Das Geschäft mit der Grippe-Impfung

aus der Sendung vom Donnerstag, 27.10.2011 | 22.00 Uhr | SWR Fernsehen

Den Römern haben wir viel zu verdanken. Die Kanalisation zum Beispiel oder die Heizung. Auch Pflanzen hatten sie im Gepäck, wie Kastanie, Walnuss und Weinrebe. Soweit so bekannt, doch die Römer waren zudem die Erfinder der Binnenschifffahrt! Aktuelle wissenschaftliche Untersuchungen zeigen, wie fortschrittlich ihre Schiffsbaukunst schon damals war und warum die Römer den Germanen zu Wasser haushoch überlegen waren. Unsere Reporterin Lena Ganschow hat die Forscher bei ihrer Arbeit begleitet und durfte auf einem originalgetreu nachgebauten Flusskriegsschiff auf dem Rhein mitrudern.

An der einen oder anderen Stelle findet man sie noch: Antike Verkehrsschilder der Römer, so genannte Leugensteine. Sie stehen an ehemaligen Römerstraßen wie etwa in der Nähe des pfälzischen Hagenbach. In sie ist unter anderem gemeißelt, wie viele Leugen es noch bis zur nächsten größeren Stadt sind. Eine Leuge sind etwa 2,2 Kilometer, und so steht an dem Leugenstein in Hagenbach, dass es noch 16 Leugen bis Speyer sind. Solche Hinweise waren wichtig für Kuriere, das Militär und Kaufleute, die sich auf Römerstraßen von einem Ort zum nächsten bewegten. Die wichtigsten Lebensadern der römischen Infrastruktur waren jedoch nicht die Straßen, sondern die Flüsse – wie Donau und Rhein.

„Navis Lusoria“ auf dem Rhein

Den Rhein haben die Römer auch heute noch fest im Griff, könnte man zumindest glauben, denn gegenüber vom Rheinhafen Wörth zieht seit einiger Zeit ein seltsam anmutendes Schiff seine Bahnen. 18 Meter lang, 2,80 Meter breit, wahlweise mit Rahsegel zu bewegen oder durch Rudern. Bei diesem Schiff handelt es sich um den Nachbau eines römischen Flusskriegsschiffs vom Typ „Navis Lusoria“ wie es etwa im 4. Jahrhundert n. Chr. ausgesehen haben muss.

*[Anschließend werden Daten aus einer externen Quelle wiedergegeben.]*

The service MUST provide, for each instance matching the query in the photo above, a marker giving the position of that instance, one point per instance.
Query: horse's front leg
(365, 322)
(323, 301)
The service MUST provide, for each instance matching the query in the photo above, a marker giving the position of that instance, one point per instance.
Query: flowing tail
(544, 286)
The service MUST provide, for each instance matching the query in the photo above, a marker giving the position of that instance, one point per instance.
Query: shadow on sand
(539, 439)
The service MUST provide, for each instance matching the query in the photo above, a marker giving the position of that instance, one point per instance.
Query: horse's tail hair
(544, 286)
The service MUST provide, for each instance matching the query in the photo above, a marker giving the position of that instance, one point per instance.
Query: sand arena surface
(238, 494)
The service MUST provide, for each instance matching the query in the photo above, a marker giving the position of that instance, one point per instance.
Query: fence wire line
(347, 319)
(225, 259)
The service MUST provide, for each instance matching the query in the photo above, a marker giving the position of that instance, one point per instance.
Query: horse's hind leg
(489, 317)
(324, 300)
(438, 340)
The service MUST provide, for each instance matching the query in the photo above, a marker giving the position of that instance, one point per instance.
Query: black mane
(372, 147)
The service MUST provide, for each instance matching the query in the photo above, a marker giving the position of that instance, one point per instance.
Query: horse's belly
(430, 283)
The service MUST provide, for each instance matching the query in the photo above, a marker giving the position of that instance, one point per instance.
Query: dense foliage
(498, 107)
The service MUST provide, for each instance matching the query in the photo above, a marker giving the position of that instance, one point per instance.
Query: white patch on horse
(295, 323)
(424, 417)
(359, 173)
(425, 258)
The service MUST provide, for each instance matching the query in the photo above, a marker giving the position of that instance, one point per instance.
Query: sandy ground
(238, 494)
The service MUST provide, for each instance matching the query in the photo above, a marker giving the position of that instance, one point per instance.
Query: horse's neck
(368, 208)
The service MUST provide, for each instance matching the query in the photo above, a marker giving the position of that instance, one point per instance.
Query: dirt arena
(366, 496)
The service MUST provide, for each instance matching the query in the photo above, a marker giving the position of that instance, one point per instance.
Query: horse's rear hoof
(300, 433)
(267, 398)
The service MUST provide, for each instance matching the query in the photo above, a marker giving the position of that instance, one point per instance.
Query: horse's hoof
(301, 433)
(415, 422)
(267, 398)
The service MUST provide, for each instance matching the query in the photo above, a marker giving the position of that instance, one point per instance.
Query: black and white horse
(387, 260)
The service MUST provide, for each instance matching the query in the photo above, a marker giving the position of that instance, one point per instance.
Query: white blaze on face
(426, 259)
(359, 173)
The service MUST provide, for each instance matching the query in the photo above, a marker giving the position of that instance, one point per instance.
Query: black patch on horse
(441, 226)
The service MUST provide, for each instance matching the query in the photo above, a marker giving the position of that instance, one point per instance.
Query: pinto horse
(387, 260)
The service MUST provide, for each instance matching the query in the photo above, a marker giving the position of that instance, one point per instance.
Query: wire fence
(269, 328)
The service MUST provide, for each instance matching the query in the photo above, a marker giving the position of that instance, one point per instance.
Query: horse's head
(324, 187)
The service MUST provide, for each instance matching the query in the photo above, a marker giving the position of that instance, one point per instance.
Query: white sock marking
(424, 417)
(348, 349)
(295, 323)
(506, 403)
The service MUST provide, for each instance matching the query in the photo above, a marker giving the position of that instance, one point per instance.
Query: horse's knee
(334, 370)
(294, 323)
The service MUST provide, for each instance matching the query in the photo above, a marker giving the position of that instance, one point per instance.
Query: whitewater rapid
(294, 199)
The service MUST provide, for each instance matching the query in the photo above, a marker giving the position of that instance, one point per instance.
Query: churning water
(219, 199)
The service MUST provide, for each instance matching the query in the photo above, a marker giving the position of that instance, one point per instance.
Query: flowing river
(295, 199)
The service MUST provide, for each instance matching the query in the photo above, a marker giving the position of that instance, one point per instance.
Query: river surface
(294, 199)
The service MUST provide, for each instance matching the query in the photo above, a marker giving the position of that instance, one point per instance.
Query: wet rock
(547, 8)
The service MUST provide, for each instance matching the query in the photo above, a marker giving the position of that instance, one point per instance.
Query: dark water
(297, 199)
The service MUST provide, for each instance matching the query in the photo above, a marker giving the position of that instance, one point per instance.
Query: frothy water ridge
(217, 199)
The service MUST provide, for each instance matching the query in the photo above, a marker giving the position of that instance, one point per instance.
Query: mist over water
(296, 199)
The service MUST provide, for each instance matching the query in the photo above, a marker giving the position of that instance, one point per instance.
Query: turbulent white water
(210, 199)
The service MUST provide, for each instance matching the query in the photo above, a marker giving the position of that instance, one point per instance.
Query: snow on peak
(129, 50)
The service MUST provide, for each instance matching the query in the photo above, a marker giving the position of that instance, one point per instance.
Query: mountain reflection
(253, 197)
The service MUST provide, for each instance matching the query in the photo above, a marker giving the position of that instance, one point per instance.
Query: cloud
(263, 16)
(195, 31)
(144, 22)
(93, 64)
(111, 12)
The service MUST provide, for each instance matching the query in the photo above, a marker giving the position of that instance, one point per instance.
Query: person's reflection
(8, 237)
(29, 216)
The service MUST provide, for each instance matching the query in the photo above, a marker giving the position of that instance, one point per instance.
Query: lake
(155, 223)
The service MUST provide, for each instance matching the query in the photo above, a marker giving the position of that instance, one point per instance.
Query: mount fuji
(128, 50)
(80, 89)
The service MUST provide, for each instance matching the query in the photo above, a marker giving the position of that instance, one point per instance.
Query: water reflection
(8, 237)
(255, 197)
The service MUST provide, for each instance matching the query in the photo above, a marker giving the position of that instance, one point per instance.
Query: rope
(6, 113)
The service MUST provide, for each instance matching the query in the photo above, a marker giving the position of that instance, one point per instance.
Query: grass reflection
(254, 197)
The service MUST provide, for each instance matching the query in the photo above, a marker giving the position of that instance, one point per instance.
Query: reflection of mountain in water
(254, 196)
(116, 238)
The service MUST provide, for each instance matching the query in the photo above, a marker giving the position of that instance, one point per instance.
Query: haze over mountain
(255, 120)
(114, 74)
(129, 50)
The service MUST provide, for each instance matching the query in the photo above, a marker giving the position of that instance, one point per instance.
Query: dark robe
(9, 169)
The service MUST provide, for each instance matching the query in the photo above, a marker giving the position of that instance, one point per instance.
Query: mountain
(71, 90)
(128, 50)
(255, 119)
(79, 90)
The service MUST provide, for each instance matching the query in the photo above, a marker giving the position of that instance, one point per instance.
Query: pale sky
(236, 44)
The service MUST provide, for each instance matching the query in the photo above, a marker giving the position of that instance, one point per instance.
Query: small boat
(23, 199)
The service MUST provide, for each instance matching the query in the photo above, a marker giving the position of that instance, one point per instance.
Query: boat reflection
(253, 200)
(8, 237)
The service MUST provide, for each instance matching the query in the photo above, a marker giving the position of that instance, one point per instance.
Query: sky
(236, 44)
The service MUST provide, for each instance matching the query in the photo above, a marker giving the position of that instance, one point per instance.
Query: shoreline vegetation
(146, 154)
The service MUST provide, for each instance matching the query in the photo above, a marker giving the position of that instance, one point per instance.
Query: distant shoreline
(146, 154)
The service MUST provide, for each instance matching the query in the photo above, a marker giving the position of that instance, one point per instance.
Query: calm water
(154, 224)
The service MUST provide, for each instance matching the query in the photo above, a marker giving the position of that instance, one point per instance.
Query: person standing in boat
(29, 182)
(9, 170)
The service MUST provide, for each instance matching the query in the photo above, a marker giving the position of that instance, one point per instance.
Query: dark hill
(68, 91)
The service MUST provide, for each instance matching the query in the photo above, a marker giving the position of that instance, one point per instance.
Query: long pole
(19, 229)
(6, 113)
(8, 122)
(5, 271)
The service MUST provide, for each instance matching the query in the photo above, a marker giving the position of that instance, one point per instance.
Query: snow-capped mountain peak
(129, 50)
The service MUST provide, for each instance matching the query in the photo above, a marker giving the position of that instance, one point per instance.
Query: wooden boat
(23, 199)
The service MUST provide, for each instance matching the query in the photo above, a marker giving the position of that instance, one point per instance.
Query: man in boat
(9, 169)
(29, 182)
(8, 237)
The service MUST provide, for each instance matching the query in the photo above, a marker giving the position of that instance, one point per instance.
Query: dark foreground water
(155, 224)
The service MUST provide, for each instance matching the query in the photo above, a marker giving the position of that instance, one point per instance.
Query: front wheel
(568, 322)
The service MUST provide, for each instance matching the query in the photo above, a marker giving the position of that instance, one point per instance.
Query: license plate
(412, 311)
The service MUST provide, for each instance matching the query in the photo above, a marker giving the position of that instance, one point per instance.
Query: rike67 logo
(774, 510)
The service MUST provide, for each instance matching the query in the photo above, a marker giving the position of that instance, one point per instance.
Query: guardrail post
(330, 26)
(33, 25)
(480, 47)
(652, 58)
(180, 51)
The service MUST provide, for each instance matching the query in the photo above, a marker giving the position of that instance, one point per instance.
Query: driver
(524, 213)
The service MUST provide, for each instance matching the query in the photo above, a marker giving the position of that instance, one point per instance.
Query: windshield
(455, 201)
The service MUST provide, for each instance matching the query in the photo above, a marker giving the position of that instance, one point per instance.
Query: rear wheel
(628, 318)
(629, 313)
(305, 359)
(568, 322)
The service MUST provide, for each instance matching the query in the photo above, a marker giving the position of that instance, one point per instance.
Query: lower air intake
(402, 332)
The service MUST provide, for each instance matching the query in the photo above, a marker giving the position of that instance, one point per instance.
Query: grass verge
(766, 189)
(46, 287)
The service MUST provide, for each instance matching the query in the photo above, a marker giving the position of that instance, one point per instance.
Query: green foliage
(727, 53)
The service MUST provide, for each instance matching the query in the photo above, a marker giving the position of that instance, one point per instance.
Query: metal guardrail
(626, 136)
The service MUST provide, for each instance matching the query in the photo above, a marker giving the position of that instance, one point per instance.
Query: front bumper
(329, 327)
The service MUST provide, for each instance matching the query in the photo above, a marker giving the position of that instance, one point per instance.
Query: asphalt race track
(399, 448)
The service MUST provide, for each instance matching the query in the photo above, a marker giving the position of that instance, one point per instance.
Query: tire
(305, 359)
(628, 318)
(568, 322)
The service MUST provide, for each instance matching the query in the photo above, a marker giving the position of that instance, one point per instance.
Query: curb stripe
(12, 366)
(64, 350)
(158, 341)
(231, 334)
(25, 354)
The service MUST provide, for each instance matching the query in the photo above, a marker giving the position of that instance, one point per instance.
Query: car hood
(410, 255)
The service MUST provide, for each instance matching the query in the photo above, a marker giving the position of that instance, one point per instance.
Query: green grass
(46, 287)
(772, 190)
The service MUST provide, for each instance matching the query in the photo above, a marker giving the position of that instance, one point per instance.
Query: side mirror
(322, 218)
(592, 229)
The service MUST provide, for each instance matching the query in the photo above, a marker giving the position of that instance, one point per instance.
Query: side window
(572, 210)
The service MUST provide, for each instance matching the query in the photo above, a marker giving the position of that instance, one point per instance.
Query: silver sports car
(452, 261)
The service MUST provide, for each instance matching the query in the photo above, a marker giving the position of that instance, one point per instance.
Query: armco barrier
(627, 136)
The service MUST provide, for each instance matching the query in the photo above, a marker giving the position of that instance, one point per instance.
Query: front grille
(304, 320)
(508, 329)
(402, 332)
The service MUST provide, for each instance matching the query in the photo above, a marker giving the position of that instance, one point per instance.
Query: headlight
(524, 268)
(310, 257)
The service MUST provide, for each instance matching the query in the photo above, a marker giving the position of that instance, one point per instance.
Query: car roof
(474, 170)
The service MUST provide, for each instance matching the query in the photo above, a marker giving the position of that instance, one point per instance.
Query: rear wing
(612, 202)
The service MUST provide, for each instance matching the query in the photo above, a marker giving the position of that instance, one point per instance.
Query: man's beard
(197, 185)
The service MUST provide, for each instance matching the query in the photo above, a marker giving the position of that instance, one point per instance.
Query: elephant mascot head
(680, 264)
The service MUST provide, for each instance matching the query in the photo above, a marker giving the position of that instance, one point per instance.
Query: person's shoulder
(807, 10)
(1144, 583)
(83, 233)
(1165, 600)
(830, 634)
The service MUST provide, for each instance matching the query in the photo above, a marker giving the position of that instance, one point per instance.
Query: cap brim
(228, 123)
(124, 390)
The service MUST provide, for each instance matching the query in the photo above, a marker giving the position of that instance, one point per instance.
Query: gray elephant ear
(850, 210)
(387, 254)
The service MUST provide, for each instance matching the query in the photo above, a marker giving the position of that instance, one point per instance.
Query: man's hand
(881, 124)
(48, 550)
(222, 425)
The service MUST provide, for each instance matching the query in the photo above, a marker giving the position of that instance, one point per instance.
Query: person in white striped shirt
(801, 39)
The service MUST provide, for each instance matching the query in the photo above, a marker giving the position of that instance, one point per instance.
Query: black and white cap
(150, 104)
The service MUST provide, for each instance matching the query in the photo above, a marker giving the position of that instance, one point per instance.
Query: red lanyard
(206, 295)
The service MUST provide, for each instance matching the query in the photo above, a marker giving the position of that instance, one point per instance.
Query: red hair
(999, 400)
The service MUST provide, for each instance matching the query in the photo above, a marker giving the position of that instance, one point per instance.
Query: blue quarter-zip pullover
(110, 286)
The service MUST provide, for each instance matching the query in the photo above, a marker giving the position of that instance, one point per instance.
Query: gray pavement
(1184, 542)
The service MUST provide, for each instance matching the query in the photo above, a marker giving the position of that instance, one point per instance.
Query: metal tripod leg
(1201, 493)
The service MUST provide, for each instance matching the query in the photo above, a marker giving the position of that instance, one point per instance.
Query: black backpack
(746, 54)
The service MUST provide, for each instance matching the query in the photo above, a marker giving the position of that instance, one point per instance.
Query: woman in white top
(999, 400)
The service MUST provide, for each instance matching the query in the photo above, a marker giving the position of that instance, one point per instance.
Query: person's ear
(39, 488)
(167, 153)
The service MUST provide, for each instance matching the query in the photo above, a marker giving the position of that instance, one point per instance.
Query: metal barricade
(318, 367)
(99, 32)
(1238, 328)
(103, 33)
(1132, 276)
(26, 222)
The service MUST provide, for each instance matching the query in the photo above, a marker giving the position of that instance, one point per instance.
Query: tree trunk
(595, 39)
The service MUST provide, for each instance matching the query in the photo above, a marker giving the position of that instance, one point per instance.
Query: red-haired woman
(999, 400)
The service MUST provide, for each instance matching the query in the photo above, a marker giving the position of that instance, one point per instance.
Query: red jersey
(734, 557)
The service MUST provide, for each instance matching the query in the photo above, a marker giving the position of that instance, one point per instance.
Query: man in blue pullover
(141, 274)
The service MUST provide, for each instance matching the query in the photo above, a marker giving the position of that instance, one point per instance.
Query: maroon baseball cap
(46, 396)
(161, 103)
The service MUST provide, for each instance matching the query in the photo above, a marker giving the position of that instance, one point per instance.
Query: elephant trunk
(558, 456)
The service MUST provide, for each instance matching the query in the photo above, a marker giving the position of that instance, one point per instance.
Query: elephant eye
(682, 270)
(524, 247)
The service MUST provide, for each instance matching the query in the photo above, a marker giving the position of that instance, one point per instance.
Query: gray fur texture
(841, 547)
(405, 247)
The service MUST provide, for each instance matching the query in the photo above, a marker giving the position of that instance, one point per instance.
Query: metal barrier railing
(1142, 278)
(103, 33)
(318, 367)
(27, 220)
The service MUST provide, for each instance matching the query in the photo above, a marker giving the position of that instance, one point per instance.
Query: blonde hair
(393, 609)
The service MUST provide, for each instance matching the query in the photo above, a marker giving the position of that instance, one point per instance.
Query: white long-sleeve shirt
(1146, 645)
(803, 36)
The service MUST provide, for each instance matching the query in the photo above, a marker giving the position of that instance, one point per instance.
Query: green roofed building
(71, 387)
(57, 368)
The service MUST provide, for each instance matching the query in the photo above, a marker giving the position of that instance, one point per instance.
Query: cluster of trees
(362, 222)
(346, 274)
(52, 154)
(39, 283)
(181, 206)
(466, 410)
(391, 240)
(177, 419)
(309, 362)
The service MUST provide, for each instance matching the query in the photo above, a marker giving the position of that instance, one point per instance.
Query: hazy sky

Warum es auf dem Rhein unterwegs ist, möchte Lena genauer wissen.

Funde ermöglichten Nachbau

Sie darf an Bord kommen und trifft den Mann, der den Schiffsbau wissenschaftlich begleitet hat: Christoph Schäfer, Professor für alte Geschichte an der Uni Trier. Zunächst erzählt er Lena, warum die Römer solche Flusskriegsschiffe auf dem Rhein brauchten: „Im 3. Jahrhundert n. Chr. wurde der Druck der Barbaren jenseits der römischen Grenzen stärker und die Flüsse wurden zu Stromgrenzen.“ Um auf diesen Autobahnen der Antike den Warenverkehr zu sichern und um militärische Sicherung des Reiches gegenüber dem freien Germanien zu treiben, sei dieser neue Schiffstyp entwickelt worden. Er wurde hauptsächlich für Patrouillenfahrten eingesetzt. „Und woher wussten Sie, wie diese Flusskriegsschiffe ausgesehen haben?“, möchte Lena wissen. „Es gibt einen archäologischen Befund in Mainz, wo vier dieser Schiffe gefunden wurden, zwar nicht vollständig, aber aus den vier Schiffen konnte man dieses Schiff rekonstruieren.“

Das Experiment

Der Nachbau des Römerschiffs ist zugleich ein archäologisches Experiment, und so wird Lena sofort als Teilnehmerin für eine Testfahrt rekrutiert. Dabei wollen die Wissenschaftler herausfinden, wie wendig solche Schiffe waren und vor allem, wie schnell. 24 Ruderer, meist Studenten der Uni Trier und Lena, legen sich in die Riemen. Hightech-Geräte messen Wind, Kurs und Geschwindigkeit. Nur mit Muskelkraft erreicht die Mannschaft so fast fünf Knoten, etwa 10 Kilometer pro Stunde.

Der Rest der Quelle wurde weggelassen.